Les pratiques exemplaires des chantiers maritimes pour réduire leur empreinte

Engagement

Les participants du volet des chantiers maritimes disposent pour la première fois cette année d’une série exclusive d’indicateurs de performance environnementale, même si l’Alliance verte leur permettait depuis 2011 de mesurer leurs progrès d’après les critères qu’ils partageaient avec les terminaux. Certains chantiers maritimes sont très actifs depuis leur adhésion comme participants – ou même avant – dans le but d’améliorer leur caractère durable, et d’autres projets d’envergure sont en préparation.

Le présent numéro met en lumière quelques-uns de ces chantiers maritimes participants, et d’autres suivront à coup sûr dans le souci de l’Alliance verte de diffuser en continu les pratiques environnementales exemplaires et les solutions novatrices.

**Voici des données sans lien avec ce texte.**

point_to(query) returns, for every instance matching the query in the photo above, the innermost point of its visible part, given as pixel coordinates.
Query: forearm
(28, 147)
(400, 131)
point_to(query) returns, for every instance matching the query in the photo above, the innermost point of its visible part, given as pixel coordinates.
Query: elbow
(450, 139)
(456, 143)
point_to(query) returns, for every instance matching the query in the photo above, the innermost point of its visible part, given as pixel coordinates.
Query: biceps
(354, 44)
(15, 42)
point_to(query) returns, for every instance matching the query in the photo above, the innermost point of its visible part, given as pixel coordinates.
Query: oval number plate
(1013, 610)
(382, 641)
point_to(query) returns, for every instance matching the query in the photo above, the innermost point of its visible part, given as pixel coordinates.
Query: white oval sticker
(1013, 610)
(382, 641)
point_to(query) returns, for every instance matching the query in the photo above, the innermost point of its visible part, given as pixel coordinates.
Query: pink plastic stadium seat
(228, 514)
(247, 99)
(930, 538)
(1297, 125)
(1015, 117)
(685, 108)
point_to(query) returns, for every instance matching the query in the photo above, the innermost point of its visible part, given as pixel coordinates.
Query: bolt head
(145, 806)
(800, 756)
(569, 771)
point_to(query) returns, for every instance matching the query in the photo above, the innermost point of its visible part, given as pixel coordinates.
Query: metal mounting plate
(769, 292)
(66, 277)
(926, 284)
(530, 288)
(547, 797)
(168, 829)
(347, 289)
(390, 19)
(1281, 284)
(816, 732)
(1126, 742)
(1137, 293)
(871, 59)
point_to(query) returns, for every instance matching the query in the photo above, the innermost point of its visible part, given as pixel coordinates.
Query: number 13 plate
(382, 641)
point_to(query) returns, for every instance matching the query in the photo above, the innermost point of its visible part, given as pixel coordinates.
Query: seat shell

En 2011, la société Seaspan est devenue le premier armateur et chantier maritime de la côte Ouest à adhérer à l'Alliance verte. Depuis, sa division du secteur des chantiers maritimes a connu une croissance considérable. « Nous avons maintenant les trois plus grands chantiers maritimes de la côte Ouest au Canada, qui occupent désormais la majeure partie de nos activités », confirme Daryl Lawes, directeur principal des questions environnementales de Seaspan. « À eux seuls, nos deux chantiers maritimes de North Vancouver et de Victoria, en Colombie-Britannique, emploient plus de 3000 personnes. »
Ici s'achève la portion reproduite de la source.